Dans les deux sexes, l’obésité est une comorbidité associée dans le rhumatisme psoriasique, mais son rôle dans la SpA ou la PR n’a pas été démontré. Par contre, l’efficacité des anti-TNF, dont la posologie est indépendante du poids, serait diminuée chez les obèses qui seraient ainsi “sous-dosés”. L’obésité est clairement impliquée dans le développement et le pronostic de l’arthrose sans qu’on ne sache si son rôle diffère chez la femme.
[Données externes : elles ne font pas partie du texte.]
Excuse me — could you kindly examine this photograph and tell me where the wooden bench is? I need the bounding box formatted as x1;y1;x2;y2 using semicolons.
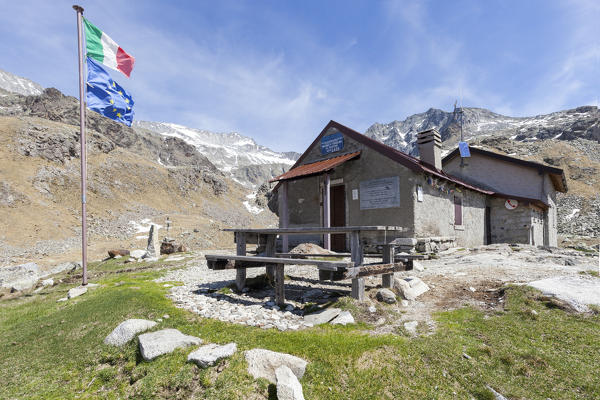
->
205;254;354;307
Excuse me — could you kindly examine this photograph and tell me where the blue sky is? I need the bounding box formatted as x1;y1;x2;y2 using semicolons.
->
0;1;598;152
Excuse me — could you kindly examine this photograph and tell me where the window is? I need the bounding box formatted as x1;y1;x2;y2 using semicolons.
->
454;195;463;226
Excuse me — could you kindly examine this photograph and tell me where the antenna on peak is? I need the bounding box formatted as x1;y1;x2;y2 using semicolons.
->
453;99;468;167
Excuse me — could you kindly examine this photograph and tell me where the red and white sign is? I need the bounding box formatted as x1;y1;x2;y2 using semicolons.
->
505;199;519;210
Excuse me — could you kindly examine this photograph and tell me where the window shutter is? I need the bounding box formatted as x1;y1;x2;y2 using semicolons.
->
454;196;462;225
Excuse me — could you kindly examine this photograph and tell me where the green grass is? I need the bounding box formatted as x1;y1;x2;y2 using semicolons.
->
1;260;599;399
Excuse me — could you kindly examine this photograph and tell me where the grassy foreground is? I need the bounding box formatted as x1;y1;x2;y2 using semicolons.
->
0;259;599;399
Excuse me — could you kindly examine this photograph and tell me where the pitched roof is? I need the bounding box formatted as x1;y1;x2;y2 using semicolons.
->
270;151;361;182
275;120;493;195
443;146;568;193
273;120;551;208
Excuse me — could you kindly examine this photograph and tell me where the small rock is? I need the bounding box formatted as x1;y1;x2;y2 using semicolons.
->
469;287;476;292
376;288;397;304
162;314;170;319
266;301;275;307
138;329;202;361
157;318;163;322
245;348;308;384
400;300;409;307
104;319;157;346
163;284;172;288
285;304;294;312
368;306;377;313
462;353;472;360
57;297;68;302
108;249;130;258
330;311;354;325
187;342;237;368
41;278;54;287
130;249;148;260
530;309;538;316
412;261;424;271
486;385;508;400
404;321;418;335
393;277;430;300
303;308;341;325
276;365;305;400
67;286;87;299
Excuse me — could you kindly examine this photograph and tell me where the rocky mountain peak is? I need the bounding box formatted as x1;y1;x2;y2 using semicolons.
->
0;68;44;96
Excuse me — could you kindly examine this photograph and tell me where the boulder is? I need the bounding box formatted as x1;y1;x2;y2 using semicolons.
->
67;286;87;299
303;307;341;325
528;275;600;312
104;319;157;347
276;365;305;400
393;277;430;300
41;278;54;287
187;343;237;368
330;311;355;325
245;348;308;384
376;288;397;304
146;225;160;257
130;249;148;260
0;262;40;291
160;239;187;255
46;261;81;276
108;249;130;258
138;329;202;361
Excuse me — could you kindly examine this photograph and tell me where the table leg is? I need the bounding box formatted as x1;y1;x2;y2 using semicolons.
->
350;231;365;301
274;264;285;307
235;232;247;291
382;244;394;288
264;234;276;282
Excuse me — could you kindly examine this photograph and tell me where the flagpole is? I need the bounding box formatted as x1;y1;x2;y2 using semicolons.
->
73;4;88;286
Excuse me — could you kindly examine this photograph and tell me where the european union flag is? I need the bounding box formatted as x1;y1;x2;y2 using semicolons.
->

Quel que soit le sexe, la prévention et le traitement de l’arthrose commencent par une réduction pondérale !
Une plainte moins bien considérée
Qu’il s’agisse de l’arthrose ou des RI, à lésions identiques, la douleur et le handicap fonctionnel sont plus importants chez les femmes. Ressenti de la maladie ou manière de l’exprimer différents, particularités physiologiques, difficile de faire la part des choses. Quoiqu’il en soit, toutes les études concordent pour montrer que dans l’arthrose les hommes bénéficieront d’une prothèse pour un niveau de douleur moins élevé que chez la femme. Et, en cas de RI, pour une plainte identique, il recevra plus facilement une biothérapie que la femme.
« On voit plus de femmes que d’hommes en rhumatologie, poursuit le Pr Gossec, car elles sont plus exposées aux pathologies auto-immunes et rapportent plus volontiers leurs symptômes, mais paradoxalement elles ne reçoivent pas toujours le traitement optimal. » Soit qu’elles ne sont pas assez entendues, que leurs plaintes sont parfois déconsidérées, ou que le médecin se base plus sur des critères d’imagerie pour sa décision thérapeutique ou qu’il éprouve des difficultés à gérer la douleur parfois très envahissante. On manque encore d’études pour préciser ce qui sous-tend cette fatigue et cette douleur importantes chez la femme et comment l’améliorer. On pourrait proposer davantage une prise en charge plus globale, aller plus loin que les antalgiques ou les immunosuppresseurs pour s’intéresser aux éventuels troubles anxiodépressifs associés et envisager d’autres mesures comme l’éducation thérapeutique, l’hypnose, la relaxation, etc.
La goutte moins fréquente et plus souvent iatrogèneLa goutte concerne très peu les femmes, et dans ce cas elle est généralement associée à une cause iatrogène, comme certains diurétiques ou chimiothérapies ou à une anomalie familiale du métabolisme de l’acide urique. La prédominance masculine n’a probablement pas de lien avec l’alimentation qui ne semble plus être un élément clef, mais serait plutôt due à des différences dans la synthèse des bases puriques.